Having convincingly outlined the problems, the second half tries to put forward alternative resources for reconceptualising and reconnecting children with material, common worlds. There is some theoretical exposition, which is competent and accessible (and also – in typical Haraway style – ‘modest’), and in subsequent chapters various examples are elaborated. These include some variously successful new Australian children's books, a biographical example from the author of co-habiting, or sharing her house, with a wombat – the latter as an example of relevant but unexpected ethical challenges that can and do arise if we but allow ourselves to notice them. There is also a long account from the author's own work in a school in Alice Springs, and analysis of some contemporary artwork (with pictures). While the children's books she discusses address seaplants and fish, the rest of the examples concern human–animal relations (and while the author has written about some of these examples previously, (Taylor and Guigni 2012; Taylor et al., 2012), refreshingly there is little overlap. The book finishes with a call for a pedagogical shift that attends to children's relations in common worlds, their emplacement in common worlds, to use collective inquiry and to elaborate what she calls common world's pedagogies.
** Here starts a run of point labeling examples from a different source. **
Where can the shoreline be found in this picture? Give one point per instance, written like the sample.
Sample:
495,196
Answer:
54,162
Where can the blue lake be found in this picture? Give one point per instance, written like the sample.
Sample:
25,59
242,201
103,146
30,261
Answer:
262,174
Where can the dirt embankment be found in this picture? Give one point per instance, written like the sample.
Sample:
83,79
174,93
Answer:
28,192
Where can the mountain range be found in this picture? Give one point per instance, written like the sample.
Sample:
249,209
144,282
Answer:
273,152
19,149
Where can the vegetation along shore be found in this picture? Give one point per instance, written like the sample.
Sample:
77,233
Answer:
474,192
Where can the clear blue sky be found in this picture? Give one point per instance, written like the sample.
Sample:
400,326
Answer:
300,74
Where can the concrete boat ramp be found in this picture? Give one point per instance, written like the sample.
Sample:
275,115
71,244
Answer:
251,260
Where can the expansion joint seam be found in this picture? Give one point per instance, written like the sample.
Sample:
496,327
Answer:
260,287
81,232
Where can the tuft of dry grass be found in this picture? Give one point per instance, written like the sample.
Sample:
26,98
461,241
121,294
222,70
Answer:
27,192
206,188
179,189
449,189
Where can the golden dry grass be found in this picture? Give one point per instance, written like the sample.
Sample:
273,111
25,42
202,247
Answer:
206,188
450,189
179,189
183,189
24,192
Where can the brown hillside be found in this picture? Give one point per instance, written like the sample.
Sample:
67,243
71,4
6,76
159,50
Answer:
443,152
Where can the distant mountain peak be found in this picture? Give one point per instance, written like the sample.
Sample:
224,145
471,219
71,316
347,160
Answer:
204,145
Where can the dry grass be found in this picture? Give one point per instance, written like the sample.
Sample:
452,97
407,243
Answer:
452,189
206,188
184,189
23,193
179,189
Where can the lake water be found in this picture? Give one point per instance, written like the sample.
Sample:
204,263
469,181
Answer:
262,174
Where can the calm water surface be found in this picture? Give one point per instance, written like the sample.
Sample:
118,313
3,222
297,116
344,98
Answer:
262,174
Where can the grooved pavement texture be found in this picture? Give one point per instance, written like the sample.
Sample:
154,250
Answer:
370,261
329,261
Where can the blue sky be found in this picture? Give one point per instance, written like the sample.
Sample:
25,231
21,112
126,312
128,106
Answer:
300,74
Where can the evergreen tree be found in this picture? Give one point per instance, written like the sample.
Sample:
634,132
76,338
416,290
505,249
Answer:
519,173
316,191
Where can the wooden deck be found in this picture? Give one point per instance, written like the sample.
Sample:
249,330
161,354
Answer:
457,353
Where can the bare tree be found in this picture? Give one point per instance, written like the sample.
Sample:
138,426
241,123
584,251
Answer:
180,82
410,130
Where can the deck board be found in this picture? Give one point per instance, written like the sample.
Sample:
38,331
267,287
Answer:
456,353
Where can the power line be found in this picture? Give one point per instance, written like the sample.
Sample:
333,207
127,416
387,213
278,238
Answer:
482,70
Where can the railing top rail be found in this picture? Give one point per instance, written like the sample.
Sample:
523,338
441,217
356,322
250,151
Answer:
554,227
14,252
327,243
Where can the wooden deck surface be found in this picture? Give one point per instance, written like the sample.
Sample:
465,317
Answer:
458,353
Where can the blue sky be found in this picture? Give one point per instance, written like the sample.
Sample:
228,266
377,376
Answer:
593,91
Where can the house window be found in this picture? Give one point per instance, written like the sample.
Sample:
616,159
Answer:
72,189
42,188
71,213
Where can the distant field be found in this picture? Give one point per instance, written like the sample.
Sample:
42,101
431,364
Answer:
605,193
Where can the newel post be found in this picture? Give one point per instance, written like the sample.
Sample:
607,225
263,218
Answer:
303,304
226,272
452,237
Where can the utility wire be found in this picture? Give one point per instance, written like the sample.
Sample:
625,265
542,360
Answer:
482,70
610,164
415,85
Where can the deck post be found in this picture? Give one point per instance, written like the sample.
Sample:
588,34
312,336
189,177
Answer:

This is an elegant, clever book whose modest size and claims belie the scale of its project. It is about children, and how we place children in nature. But beyond that its central argument concerns the urgent need to reconfigure human–nature relations in order to envisage possible joint futures. Its address is wide (though as situated within the Contesting Early Childhood series it has a readymade audience from those who have followed its various innovative texts with great interest). But this book is not only for an early education or teacher training audience. Notwithstanding the rather scant reference to any critical (or feminist) developmental psychologists (Walkerdine's Mastery of Reason alone gets a mention, and there is a rather dismissive reference to Vygotsky as going in the right direction but not far enough), this is exactly the kind of text we should use in undergraduate and postgraduate psychology courses to help disrupt the unhelpful and multiple child-nature elisions and oppositions that pervade modern western culture, and to help us think otherwise. Her call to reconfigure early children's common worlds as ‘natureculture worlds’ (xxiii) is part of the broader project of envisaging ways of ‘learning with others to practice an expanded and worldly form of inclusion’ (xxiii). Significantly, and here the book merely alerts us to what is surely a key consideration for us all in the future, the kind of relations that Taylor envisages are not necessary equal, nor without conflict; there is no place of innocence, for children or anyone else; but at least, as Taylor highlights, we can be better equipped to think about this.